Amerika

Furthest Right

All Law is Bad Law

Most modern people will do anything to avoid realizing that all of the systems we have today for which we have unjustifiable pride exist only because the natural and organic way of doing things failed long ago.

As someone once said of the Ten Commandments, “If you have to tell people not to murder each other, you have already lost the game.”

Most people consider laws like a good tyrant-protector. We are saved from The Rich™® victimizing us because we have these laws, you see, and they make sure we are all treated equally.

The problem is that equal treatment, like all centralized notions, does not consider circumstances very well.

Consider a traffic law. We have accidents where a car runs into the rear of another; who is to blame?

Those trying to make that judgment will almost never have video of the incident or know the actual road conditions. Both parties will lie.

Most lawyers come up with a simple solution: the car in the rear is to blame, since he could have stopped.

However, this then creates a weapon for drivers. If someone is on your tail, just hit the brakes. If he hits you, it costs him money since you will be presumed to be innocent.

This gives us two forms of injustice based on presumptions of innocence.

  • Front: if the front car is presumed innocent, many of those drivers will abuse this.
  • Back: if the back car is presumed innocent, people in front will be afraid to stop suddenly for squirrels and small children.

This brings in a third participant that the law usually forgets, namely social cost. If the front is assumed to be innocent, you get abuses; if the back is, you get more dead squirrels and splattered children.

On the other hand, if you do not have a rule, suddenly you get a backlog of he-said-she-said cases where each party can be assumed to be lying, even if just a little bit, to appear more innocent.

The consumerist-socialists of today solve this problem with no fault insurance.

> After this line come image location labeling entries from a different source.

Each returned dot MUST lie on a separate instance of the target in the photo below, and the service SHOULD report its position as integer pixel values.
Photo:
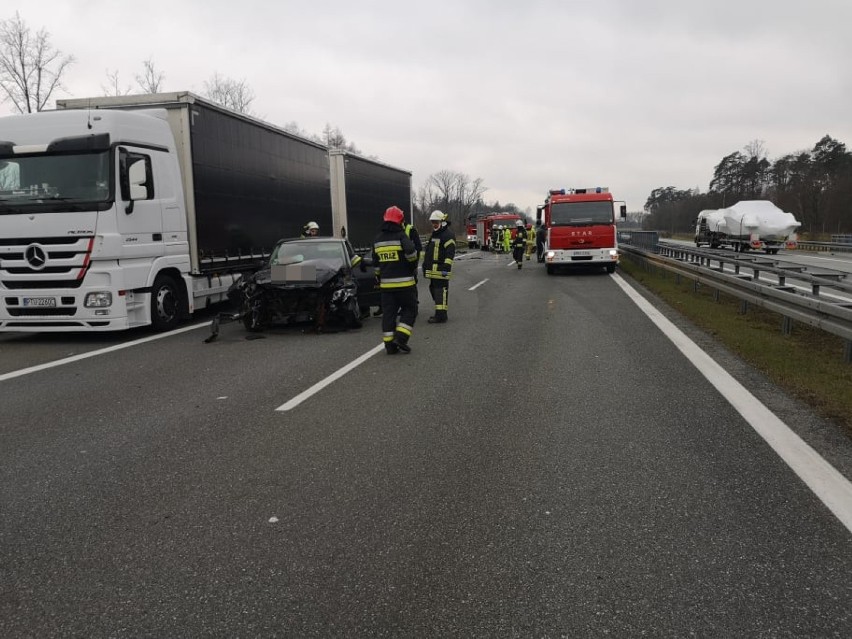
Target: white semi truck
(128, 211)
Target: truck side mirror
(134, 178)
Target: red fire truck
(580, 225)
(472, 239)
(485, 225)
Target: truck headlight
(100, 299)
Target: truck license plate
(40, 301)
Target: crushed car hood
(305, 274)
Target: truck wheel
(165, 304)
(253, 316)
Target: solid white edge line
(100, 351)
(298, 399)
(829, 485)
(477, 285)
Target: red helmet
(394, 214)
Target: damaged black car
(318, 280)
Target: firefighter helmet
(394, 214)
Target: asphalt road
(546, 464)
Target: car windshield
(294, 252)
(581, 213)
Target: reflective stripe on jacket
(394, 258)
(439, 254)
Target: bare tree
(454, 193)
(30, 68)
(113, 86)
(233, 94)
(150, 80)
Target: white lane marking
(298, 399)
(832, 488)
(476, 286)
(100, 351)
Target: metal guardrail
(833, 247)
(832, 317)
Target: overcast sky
(526, 94)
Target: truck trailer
(361, 190)
(580, 226)
(756, 225)
(130, 211)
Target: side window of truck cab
(136, 176)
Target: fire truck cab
(580, 225)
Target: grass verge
(808, 363)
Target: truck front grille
(48, 262)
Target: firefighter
(414, 236)
(311, 229)
(519, 244)
(438, 264)
(530, 242)
(540, 238)
(395, 260)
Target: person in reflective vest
(438, 264)
(395, 263)
(519, 243)
(540, 239)
(414, 236)
(530, 242)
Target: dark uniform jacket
(439, 254)
(394, 257)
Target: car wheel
(252, 316)
(352, 314)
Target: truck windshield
(580, 213)
(34, 180)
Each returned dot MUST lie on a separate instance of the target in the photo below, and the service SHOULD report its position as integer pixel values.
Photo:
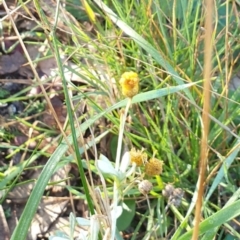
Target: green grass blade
(144, 44)
(20, 231)
(222, 216)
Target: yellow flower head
(153, 167)
(137, 157)
(145, 187)
(130, 84)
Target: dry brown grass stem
(205, 114)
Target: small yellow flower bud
(137, 157)
(130, 84)
(153, 167)
(145, 187)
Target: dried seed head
(145, 187)
(130, 84)
(138, 157)
(153, 167)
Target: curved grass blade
(21, 230)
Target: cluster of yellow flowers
(130, 84)
(153, 166)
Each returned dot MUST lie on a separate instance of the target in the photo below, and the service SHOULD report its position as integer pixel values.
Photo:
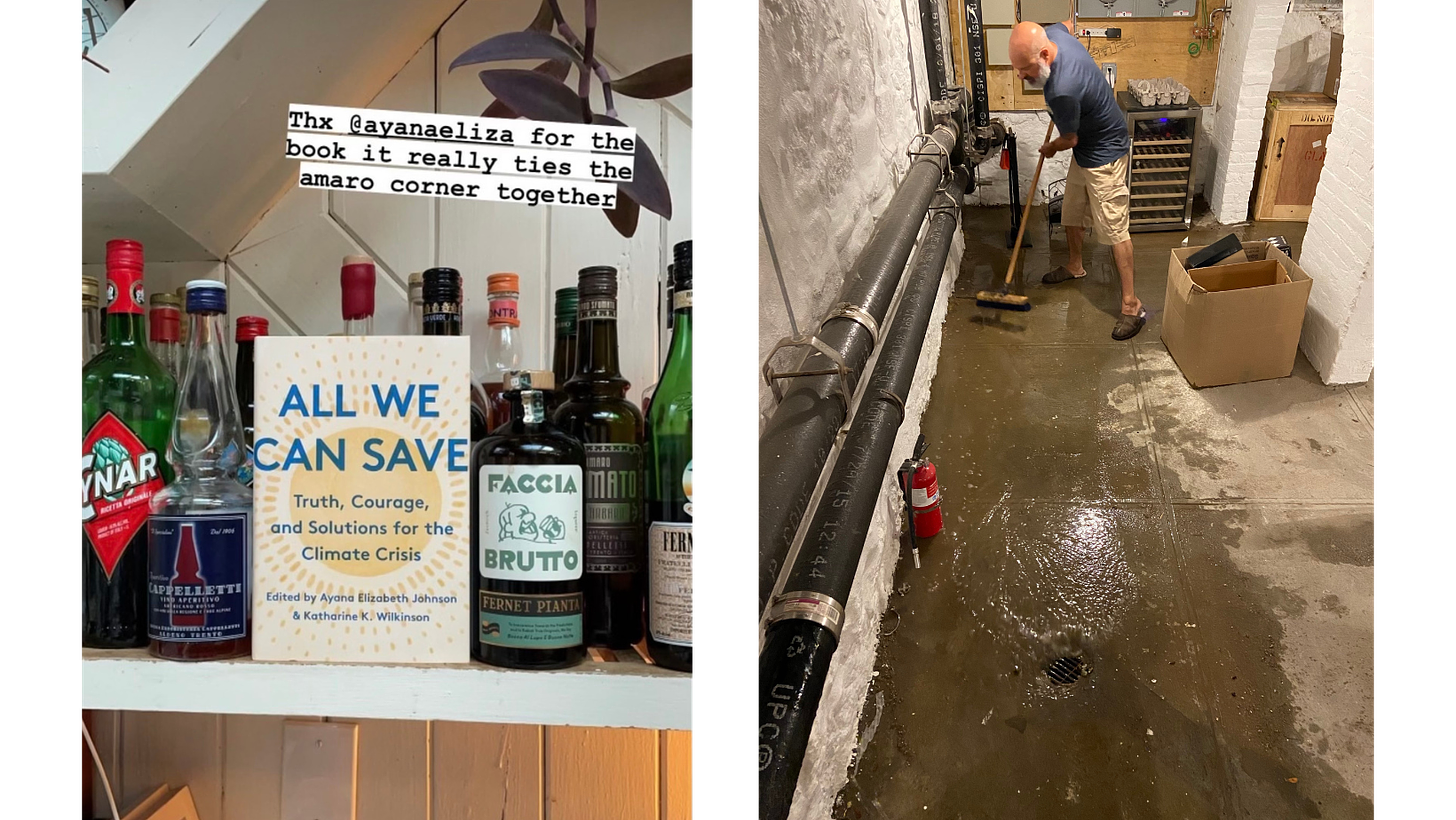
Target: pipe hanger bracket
(846, 380)
(808, 606)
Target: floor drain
(1065, 672)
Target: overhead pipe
(800, 434)
(805, 621)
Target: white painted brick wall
(1245, 69)
(1340, 243)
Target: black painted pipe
(807, 619)
(798, 437)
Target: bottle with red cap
(125, 417)
(357, 283)
(501, 350)
(248, 329)
(165, 331)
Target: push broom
(1002, 299)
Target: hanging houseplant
(542, 93)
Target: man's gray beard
(1043, 75)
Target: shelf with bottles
(609, 689)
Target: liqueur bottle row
(583, 506)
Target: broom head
(1002, 300)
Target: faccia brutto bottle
(670, 493)
(526, 545)
(125, 415)
(599, 414)
(200, 535)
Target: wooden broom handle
(1025, 211)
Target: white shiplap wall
(287, 267)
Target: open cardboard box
(1238, 321)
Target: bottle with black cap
(440, 290)
(599, 414)
(526, 490)
(670, 494)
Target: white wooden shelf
(594, 694)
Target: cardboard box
(1337, 48)
(1235, 321)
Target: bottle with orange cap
(500, 350)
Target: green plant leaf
(647, 185)
(517, 45)
(655, 82)
(552, 69)
(533, 95)
(625, 214)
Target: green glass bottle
(599, 414)
(125, 420)
(670, 558)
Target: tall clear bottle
(357, 286)
(564, 353)
(670, 507)
(200, 535)
(125, 401)
(501, 345)
(165, 332)
(599, 414)
(88, 309)
(248, 329)
(526, 538)
(440, 292)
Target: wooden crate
(1296, 127)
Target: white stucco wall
(840, 88)
(1251, 38)
(1340, 243)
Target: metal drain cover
(1065, 672)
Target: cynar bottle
(526, 545)
(200, 535)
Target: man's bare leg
(1075, 252)
(1123, 257)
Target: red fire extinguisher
(922, 495)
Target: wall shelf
(596, 694)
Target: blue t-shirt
(1083, 104)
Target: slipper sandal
(1127, 326)
(1060, 276)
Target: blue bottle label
(198, 577)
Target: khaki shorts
(1098, 198)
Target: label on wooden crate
(361, 498)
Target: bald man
(1092, 127)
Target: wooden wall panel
(408, 769)
(175, 749)
(677, 775)
(487, 771)
(602, 774)
(252, 768)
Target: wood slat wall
(406, 769)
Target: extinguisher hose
(802, 637)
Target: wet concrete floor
(1207, 555)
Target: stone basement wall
(840, 93)
(1340, 243)
(1245, 69)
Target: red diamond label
(117, 476)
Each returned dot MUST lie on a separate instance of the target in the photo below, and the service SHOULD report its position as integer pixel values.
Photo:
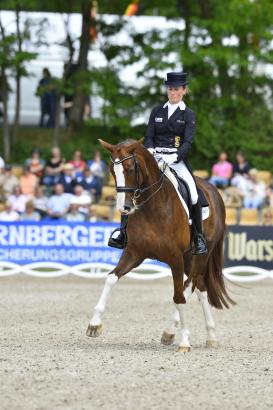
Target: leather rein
(138, 190)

That way, everyone else pays for the bad drivers on the road, which means more bad drivers, which means soon driving is very expensive.

A realist would say instead that we should let no incident pass without judgment. One of these two is either a bad driver or in a bad way such that they are making mistakes. You need to find out which one it is.

Even more, you need to look at the whole of their lives. If we see lots of car accidents, it is time for this person to no longer be driving. If we see none, it may mean that something else is going wrong for them.

You may discover, for example, that one driver is an incompetent, sociopath, or mental health case, and decide the binary eugenics question. What you tolerate, you get more of; unless you want incompetence, manipulation, and insanity you probably want to send that driver on to exile.

Laws do not handle such things. They purely address property and transaction in a bureaucratic context, figuring that if we fix the details in such a way that is convenient for society, everything will work out well.

In the longer-term view, however, laws just perpetuate problems and avoid the question of “who should be among us?” which is the single most vital query for any civilization to answer.